Robert John Lanchbury (born 11 February 1950) is a former English first-class cricketer who played for Gloucestershire and Worcestershire in the early 1970s, as well as making a few one-day appearances.

==Early years==
Born in Evesham, Worcestershire, Lanchbury attended Cheltenham Grammar School, where he played in the First XI. After leaving school, he made a number of appearances for Gloucestershire's Second XI between 1969 and 1971. At the end of July 1971, he was called into the first team to open the batting in the County Championship match at Worcester, but although Gloucestershire won by an innings, bowling out their opponents for 58 and 88, Lanchbury failed personally, being bowled for a duck by Vanburn Holder.

Despite this failure, he kept his place in the side for the next few matches, but his highest score from eight further first-class innings (and a solitary appearance in the John Player League) was the 38 he hit in the return encounter against Worcestershire at Cheltenham, and later in August a run of four successive dismissals for single-figure scores saw him dropped.
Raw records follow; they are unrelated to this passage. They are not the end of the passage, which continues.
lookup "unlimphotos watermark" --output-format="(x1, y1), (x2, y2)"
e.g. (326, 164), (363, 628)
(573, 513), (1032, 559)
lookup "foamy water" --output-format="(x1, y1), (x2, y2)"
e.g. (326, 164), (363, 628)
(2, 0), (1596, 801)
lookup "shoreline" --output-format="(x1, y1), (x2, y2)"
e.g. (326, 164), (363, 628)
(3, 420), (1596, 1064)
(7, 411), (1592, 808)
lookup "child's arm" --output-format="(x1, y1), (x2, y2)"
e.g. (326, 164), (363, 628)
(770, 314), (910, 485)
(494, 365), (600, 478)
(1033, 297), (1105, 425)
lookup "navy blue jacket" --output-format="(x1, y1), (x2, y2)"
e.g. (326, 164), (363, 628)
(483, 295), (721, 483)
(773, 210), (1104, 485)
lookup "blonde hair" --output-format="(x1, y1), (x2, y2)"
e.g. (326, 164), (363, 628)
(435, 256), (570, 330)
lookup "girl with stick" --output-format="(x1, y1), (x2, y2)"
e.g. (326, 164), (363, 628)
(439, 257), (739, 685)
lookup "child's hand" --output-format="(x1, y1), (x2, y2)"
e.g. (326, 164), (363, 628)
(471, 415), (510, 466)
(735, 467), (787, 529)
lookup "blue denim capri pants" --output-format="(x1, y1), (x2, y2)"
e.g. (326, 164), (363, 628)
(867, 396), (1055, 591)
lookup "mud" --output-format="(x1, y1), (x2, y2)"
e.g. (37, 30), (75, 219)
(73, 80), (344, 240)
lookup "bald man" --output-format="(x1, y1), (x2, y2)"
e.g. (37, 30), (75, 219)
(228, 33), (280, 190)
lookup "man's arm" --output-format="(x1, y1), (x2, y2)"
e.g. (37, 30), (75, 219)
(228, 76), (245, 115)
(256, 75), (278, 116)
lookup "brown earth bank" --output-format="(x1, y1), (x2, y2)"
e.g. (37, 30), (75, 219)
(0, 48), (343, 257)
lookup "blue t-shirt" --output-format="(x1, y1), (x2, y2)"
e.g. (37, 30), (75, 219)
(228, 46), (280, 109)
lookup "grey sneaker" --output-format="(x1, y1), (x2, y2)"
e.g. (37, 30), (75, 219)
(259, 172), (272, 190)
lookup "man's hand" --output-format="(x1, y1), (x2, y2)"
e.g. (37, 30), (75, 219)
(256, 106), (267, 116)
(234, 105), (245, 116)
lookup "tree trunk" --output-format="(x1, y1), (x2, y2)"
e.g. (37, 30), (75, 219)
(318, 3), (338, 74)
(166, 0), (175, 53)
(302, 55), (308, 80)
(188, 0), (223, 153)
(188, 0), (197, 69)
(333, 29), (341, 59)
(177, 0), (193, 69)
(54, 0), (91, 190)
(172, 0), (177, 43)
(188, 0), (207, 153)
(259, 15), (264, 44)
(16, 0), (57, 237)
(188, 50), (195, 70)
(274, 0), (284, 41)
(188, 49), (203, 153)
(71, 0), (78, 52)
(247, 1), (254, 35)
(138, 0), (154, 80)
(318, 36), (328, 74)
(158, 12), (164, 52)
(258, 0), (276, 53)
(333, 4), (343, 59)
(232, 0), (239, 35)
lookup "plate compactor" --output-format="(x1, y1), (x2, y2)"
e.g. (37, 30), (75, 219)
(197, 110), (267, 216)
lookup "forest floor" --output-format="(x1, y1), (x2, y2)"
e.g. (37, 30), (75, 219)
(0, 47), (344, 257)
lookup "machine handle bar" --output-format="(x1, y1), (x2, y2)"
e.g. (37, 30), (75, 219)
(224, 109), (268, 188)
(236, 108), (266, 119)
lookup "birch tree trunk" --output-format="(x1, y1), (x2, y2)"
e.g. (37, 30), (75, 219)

He left the county at the end of the season and made the short trip to join Worcestershire.

==Sitting out==
1972 was a frustrating season for Lanchbury as he made no first-team appearances, having to wait until the New Zealanders' visit to New Road in late April 1973 to make his senior debut for his new county. Play was possible on only two of the scheduled three days and the game was drawn, but Lanchbury made a handy 46 in the Worcestershire middle order. He ended up playing in another four first-class games that summer, as well as making two undistinguished appearances at List A level. However, by the end of the year, he was firmly back in the seconds, for whom he hit 132 not out against Glamorgan II in late August.

The 1974 season held few highlights for Lanchbury, other than his solitary first-class half-century: 50* against Oxford University early in the season. At this point he was scoring consistently for the second team, and in mid-June he was recalled to County Championship action against Warwickshire, scoring 29 and 27 before being dismissed in each innings by Eddie Hemmings. He played a couple more first-team matches with little success, but he did make 97 in a minor match against the Canadians in July.

That was the end of his county career, and in 1975, Lanchbury played in the Lancashire League as Lowerhouse's professional. Through the late 1970s and 1980s, he also played a number of minor games for Marylebone Cricket Club (MCC) against Ireland and Scotland, but in 1984, he joined Wiltshire, and played for them until 1988. He played twice for them at List A level in the NatWest Trophy, as well as representing the Minor Counties representative side in two Benson & Hedges Cup games. He also made one final first-class appearance, for Minor Counties against the Zimbabweans at Cleethorpes in 1985. In this game, he bowled the only two overs of his first-class career.